In this blog post, we will explore buffer overflows in Windows kernel drivers. We’ll begin with a brief discussion of user-to-kernel interaction via IOCTL (input/output control) requests, which often serve as an entry point for these vulnerabilities. Next, we’ll delve into how buffer overflows occur in kernel-mode code, examining different types such as stack overflow, heap overflow, memset overflow, memcpy overflow, and more. Finally, we’ll analyze real-world buffer overflow cases and demonstrate potential exploitation in vulnerable drivers.
Understanding IOCTL in Windows Kernel Drivers
When working with Windows kernel drivers, understanding communication between user-mode applications and kernel-mode drivers is crucial. One common way to achieve this is through IOCTL (input/output control). IOCTL allows user-mode applications to send commands and data to drivers using the DeviceIoControl() function.
In the kernel, these requests are received as I/O Request Packets (IRPs), specifically handled in the driver’s IRP_MJ_DEVICE_CONTROL function. The driver processes the IRP, performs the requested action, and optionally returns data to the user-mode application.
We won’t dive too deep into the details, but we’ll cover the basics of IOCTL and how it functions through a simple driver example. This diagram is sourced from MatteoMalvica.
Breaking Down IOCTL and IRP in Custom Driver
Define a Custom IOCTL
The line highlighted in red defines a custom IOCTL (input/output control) code using the CTL_CODE macro, which is used by both user-mode applications and kernel-mode drivers to communicate.
Handling IOCTL Requests (IRP_MJ_DEVICE_CONTROL)
In the driver, IOCTL requests are handled inside the IOCTL function, which is assigned to IRP_MJ_DEVICE_CONTROL.
Before calling DeviceIoControl(), a user-mode application must first obtain a handle to the driver using CreateFile(). This handle is necessary to communicate with the driver and ensures that the IOCTL request is sent to the correct device. The handle is passed to DeviceIoControl() with a code and buffer which is processed by the function specified by IRP_MJ_DEVICE_CONTROL (in this case, the IOCTL function).
Retrieving IRP Details
Inside the IOCTL function, the driver extracts details about the request using IoGetCurrentIrpStackLocation(Irp).
- irpSp→Parameters.DeviceIoControl.IoControlCode: Stores the specific IOCTL command sent from user mode
- Irp→AssociatedIrp.SystemBuffer: Points to the user-mode buffer containing data for the driver
- irpSp→Parameters.DeviceIoControl.InputBufferLength: Specifies the size of the received data
The Irp->AssociatedIrp.SystemBuffer parameter is used to access the user-mode buffer because that’s where the I/O manager places the buffer passed in. Meanwhile, irpSp->Parameters.DeviceIoControl.InputBufferLength provides the size of the received data, ensuring we handle it correctly. The stack pointer irpSp (retrieved using IoGetCurrentIrpStackLocation(Irp)) gives access to request-specific parameters, keeping buffer handling separate from other IRP structures to prevent memory corruption.
Custom Function
The IOCTL function processes user-mode requests sent via DeviceIoControl(). It checks the IOCTL code, retrieves the user buffer, and prints the received message if data is available. Finally, it sets the status and completes the request.
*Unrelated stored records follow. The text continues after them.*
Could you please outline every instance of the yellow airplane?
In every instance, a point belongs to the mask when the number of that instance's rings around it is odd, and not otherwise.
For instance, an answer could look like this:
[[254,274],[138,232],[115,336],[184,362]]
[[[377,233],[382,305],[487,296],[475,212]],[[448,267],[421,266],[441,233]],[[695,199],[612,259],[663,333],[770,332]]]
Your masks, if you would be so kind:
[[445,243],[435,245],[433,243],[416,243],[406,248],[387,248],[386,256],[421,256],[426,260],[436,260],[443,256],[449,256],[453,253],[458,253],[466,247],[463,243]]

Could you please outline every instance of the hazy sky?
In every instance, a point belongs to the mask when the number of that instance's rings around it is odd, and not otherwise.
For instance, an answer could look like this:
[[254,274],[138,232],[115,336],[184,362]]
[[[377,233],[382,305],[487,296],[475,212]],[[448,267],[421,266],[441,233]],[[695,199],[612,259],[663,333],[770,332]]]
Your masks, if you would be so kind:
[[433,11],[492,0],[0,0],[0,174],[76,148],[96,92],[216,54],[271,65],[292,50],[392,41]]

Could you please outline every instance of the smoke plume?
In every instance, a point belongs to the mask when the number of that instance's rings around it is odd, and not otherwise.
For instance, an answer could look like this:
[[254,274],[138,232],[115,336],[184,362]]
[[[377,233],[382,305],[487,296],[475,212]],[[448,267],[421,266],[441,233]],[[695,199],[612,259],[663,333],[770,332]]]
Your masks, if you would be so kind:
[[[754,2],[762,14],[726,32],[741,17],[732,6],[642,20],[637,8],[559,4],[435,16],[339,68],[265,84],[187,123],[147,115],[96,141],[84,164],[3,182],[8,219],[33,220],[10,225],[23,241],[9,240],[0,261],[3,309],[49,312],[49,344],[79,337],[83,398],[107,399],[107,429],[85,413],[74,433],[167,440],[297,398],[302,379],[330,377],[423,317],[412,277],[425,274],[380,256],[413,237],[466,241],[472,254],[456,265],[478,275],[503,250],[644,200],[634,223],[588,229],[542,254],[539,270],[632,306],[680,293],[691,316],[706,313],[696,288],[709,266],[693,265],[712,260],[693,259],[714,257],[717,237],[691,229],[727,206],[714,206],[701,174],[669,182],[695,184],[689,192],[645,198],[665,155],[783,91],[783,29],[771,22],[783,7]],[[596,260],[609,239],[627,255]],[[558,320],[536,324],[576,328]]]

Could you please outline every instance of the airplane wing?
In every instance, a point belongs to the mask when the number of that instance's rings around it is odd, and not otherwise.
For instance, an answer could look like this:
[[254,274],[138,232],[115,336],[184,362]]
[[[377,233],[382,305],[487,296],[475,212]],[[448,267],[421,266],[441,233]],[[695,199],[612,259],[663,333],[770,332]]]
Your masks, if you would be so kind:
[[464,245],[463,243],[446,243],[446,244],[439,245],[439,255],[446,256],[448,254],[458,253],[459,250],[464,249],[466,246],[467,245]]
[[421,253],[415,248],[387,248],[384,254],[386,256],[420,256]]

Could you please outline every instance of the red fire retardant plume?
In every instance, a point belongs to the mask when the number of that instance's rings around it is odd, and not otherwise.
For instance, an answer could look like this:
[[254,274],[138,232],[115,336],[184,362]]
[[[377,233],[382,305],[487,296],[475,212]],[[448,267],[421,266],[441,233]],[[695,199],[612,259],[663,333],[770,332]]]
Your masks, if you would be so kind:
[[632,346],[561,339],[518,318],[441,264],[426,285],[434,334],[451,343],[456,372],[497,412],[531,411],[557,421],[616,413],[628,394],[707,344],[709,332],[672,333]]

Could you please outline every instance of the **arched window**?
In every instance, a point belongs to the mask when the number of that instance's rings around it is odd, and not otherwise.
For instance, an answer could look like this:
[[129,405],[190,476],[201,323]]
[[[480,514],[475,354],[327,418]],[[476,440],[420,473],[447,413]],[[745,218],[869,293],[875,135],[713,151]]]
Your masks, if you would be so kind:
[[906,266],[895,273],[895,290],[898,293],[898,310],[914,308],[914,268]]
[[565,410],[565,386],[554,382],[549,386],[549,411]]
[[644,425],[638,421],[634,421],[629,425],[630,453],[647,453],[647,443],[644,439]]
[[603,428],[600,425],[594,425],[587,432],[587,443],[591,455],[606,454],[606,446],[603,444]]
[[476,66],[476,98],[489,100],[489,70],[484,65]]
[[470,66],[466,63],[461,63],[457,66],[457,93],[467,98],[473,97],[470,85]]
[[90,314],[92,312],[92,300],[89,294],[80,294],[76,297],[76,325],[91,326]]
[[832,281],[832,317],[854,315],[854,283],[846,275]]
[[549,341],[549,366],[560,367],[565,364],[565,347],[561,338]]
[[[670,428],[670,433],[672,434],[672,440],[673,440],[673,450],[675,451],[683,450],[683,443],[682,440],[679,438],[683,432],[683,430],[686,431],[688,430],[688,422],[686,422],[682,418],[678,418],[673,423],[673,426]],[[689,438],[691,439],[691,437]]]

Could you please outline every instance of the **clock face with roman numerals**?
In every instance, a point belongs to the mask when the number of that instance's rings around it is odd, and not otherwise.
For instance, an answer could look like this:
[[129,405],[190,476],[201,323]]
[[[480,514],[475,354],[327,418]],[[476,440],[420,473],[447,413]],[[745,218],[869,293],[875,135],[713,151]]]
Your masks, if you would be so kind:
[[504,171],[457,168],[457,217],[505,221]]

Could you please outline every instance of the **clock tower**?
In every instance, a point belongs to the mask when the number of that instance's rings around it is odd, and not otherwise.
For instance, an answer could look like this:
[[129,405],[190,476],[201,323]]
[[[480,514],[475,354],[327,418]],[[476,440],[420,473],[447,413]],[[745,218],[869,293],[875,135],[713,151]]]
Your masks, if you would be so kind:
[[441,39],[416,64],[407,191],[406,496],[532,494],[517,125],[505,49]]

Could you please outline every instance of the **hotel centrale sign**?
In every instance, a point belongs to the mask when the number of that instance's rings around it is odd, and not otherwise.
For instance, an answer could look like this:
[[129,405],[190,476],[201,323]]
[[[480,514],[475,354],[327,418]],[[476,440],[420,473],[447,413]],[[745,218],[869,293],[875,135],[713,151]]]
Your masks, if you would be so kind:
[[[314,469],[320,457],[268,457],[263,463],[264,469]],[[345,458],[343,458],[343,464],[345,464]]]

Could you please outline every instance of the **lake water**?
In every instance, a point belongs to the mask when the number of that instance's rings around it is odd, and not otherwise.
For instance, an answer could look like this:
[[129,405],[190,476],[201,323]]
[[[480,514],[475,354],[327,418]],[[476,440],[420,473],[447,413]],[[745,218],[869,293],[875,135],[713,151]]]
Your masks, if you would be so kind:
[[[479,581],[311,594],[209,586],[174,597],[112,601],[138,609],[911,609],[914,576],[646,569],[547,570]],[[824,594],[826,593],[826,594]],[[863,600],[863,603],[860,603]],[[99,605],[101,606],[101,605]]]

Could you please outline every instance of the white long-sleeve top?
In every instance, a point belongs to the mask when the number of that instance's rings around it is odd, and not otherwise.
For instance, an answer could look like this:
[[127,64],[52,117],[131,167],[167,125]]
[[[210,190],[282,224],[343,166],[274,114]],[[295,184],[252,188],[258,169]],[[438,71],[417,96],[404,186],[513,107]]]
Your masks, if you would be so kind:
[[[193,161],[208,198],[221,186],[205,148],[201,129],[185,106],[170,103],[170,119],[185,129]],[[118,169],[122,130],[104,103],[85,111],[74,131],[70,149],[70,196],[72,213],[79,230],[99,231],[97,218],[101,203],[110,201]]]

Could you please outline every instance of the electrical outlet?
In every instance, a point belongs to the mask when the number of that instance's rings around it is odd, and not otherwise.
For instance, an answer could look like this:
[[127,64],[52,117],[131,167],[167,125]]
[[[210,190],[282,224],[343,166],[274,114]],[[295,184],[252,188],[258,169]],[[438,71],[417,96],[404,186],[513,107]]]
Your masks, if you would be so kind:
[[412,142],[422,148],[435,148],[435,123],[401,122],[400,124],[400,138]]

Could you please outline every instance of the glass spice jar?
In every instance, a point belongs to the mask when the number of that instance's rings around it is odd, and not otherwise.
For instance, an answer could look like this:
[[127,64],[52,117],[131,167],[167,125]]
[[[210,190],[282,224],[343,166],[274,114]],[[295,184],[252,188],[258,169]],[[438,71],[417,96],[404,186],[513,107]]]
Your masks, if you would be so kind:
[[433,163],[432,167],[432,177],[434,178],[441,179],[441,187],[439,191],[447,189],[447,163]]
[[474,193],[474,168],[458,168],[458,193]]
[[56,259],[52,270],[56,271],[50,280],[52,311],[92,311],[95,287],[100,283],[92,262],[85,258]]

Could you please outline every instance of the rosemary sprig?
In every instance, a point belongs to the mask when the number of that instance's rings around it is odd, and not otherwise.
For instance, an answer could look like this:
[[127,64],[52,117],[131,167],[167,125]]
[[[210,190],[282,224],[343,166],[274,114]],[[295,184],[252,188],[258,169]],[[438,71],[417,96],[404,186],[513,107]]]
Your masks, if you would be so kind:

Sending an IOCTL from User Mode to a Kernel Driver
This simple program communicates with a Windows kernel driver by issuing an IOCTL (input/output control) request. It begins by opening a handle to the driver (\\.\Hello) and then transmits data using DeviceIoControl with the IOCTL_PROC_DATA code. If the operation succeeds, the driver processes the input; otherwise, an error message is displayed. Finally, the program closes the device handle and terminates.
Running the User-Mode Application to Communicate with the Driver
In our previous blog post, we explored kernel debugging and how to load a custom driver. Now, it’s time to run the user-mode application we just created. Once everything is set up, execute the .exe file, and we should see the message appear in DebugView or WinDbg. I’ll try to demonstrate this using DebugView to show how the communication works between user mode and kernel mode.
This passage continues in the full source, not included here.